Therefore, due to the lack nexus establishing that petitioner engaged in gross or simple misconduct, we conclude that petitioner’s act did not amount to disqualifying misconduct under D.C.Code § 51 — 110(b)(1) & (2). Accordingly, we reverse and remand to the OAH with instructions to enter an order granting petitioner unemployment compensation benefits.
So ordered.
. See D.C.Code § 51-110(b)(1) (2001) and 7 DCMR § 312.3 (1986).
. Other employees whose test results were positive were treated in the same manner: they were suspended when the initial results returned positive and terminated after the positive test results were confirmed by an independent laboratory. However, one of these employees, John Carrington, was granted unemployment compensation benefits, despite the fact that the circumstances of his termination were virtually the same as petitioner's. See Carrington v.

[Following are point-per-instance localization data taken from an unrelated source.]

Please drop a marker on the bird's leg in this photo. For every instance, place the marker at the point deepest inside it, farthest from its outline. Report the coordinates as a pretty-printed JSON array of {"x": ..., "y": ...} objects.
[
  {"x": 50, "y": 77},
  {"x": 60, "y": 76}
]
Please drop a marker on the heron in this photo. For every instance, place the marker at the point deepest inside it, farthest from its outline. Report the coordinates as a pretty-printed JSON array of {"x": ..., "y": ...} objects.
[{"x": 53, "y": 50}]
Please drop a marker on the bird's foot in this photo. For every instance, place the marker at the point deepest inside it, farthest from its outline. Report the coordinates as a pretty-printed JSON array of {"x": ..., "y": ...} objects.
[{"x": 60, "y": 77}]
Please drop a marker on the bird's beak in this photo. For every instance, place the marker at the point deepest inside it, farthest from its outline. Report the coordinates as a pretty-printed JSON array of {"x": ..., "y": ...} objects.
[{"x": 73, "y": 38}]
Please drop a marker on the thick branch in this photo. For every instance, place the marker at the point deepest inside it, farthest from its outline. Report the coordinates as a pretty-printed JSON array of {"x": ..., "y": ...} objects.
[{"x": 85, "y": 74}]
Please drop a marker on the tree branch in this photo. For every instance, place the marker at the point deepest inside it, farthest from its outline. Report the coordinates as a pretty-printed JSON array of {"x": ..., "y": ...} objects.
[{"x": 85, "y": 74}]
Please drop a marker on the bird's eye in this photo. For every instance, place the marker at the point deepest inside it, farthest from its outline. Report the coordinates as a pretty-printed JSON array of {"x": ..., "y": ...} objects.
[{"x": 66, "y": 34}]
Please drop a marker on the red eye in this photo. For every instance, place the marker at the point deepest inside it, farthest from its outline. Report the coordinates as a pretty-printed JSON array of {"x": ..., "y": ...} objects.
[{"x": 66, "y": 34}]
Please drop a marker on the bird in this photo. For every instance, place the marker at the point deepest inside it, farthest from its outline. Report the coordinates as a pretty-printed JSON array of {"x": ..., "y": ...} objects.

So Others Might Eat, Inc., No. 2011-DOES-182 (D.C. OAH June 10, 2011).
. The relevant policy provision states: “SOME’s policy prohibits the following: ... (5) illegal possession, use, manufacture, distribution, dispensation or sale of controlled substances off SOME's premises that adversely affects the individual’s work performance, his own or others’ safety at work.” (Emphasis added.)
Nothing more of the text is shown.